If integration is the name of the game this year, then Starcom MediaVest Group gets top marks. Headed by Lauren Richards, the agency set the bar for intelligent and innovative content integration initiatives by partnering Nintendo Wii’s Big Brain Academy with Canwest’s Are You Smarter Than a Canadian 5th Grader? for an initiative that was shortlisted at Cannes this year.

‘The strategic fit was fantastic,’ explains Richards. ‘I don’t believe in integrating by banging people over the head and doing it for the sake of it.’

SMG’s key to success is creative partnering, given the limited content available in the Canadian marketplace. ‘They continue to bring the opportunity – and the desire – to be more innovative,’ says Gaye McDonald, former VP marketing ventures/brand partnership, Canwest MediaWorks. ‘Sometimes you need your partner to challenge you.’

Starcom’s momentum in 2008 was helped by significant new business wins, including the repatriation of Kellogg’s and the addition of names like RIM, Samsung and WSPCA to its client roster. The agency also brought in some noteworthy talent, including Anne Myers, formerly of OMD, as EVP managing director and Joy Sanguedoce as innovation director.

Last year marked a reinvention process for the agency. ‘There’s a lot we’re doing differently, and a lot of new talent. We’re really seeing the fruits of our labour,’ says Richards, who has been with SMG since July 2006. ‘I was thrilled with the product, the direction, where we’ve come from and where we’re going with it, and the new business momentum that we have.’

Another new venture for the agency was the launch of a Canadian captivation study that quantifies the ability of TV programming to deliver highly engaged viewers and drive recall. The index, borrowed from similar studies south of the border, aims to create greater value for SMG’s TV buying clients.

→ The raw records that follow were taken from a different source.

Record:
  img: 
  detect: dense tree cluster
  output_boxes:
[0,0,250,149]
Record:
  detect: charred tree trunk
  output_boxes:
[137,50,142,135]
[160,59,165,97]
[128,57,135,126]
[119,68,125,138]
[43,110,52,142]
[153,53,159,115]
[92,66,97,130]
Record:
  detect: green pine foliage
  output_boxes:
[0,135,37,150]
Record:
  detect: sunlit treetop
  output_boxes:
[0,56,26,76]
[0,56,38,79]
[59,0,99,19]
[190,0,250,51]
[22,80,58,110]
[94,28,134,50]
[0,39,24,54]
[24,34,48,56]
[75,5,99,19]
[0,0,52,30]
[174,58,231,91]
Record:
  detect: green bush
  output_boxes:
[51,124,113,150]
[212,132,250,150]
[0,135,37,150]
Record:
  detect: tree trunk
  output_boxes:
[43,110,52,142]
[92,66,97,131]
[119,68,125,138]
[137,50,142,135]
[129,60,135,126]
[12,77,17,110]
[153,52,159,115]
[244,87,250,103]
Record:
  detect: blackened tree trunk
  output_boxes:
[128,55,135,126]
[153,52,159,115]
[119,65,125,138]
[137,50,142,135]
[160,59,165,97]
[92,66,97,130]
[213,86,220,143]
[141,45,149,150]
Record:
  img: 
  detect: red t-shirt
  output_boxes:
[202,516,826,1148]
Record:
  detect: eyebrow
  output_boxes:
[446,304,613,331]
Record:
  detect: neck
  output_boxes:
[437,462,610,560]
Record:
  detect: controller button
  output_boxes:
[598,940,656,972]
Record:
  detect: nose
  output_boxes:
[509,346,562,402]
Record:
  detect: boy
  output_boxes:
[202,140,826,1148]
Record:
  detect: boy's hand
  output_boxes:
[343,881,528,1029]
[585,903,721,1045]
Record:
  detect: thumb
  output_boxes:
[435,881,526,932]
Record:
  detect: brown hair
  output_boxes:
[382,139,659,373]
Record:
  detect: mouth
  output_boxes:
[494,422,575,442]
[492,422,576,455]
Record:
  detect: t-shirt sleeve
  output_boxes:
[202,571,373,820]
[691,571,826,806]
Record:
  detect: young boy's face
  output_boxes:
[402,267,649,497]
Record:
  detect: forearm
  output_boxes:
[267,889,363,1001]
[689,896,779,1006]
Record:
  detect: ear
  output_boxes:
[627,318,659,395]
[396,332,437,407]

And given the state of the economy, value is growing even more important for marketers. Richards says it comes down to being inventive, and now that throwing money at a problem is no longer an option, that means original ideas. ‘That kind of thinking is where we want to push our agency more and more,’ she says.

VITAL STATS

Location: Toronto

Number of employees: 100

New hires:
• Anne Myers, EVP, managing director
• Alexandra Panousis, SVP, group strategy director
• Chris Saunders, SVP, group strategy director
• Joy Sanguedoce, innovation director

New business: Kellogg’s, GM Search, RIM, Samsung, WSPCA, Flow, Bass Pro Shops, Chinese Lantern Festival

JOHNNIE WALKER

When investigating the opportunities for increasing Johnnie Walker consumption among the Chinese-Canadian community, Starcom found a New Years custom that aligned perfectly with the brand’s positioning as the scotch of choice for successful and accomplished consumers.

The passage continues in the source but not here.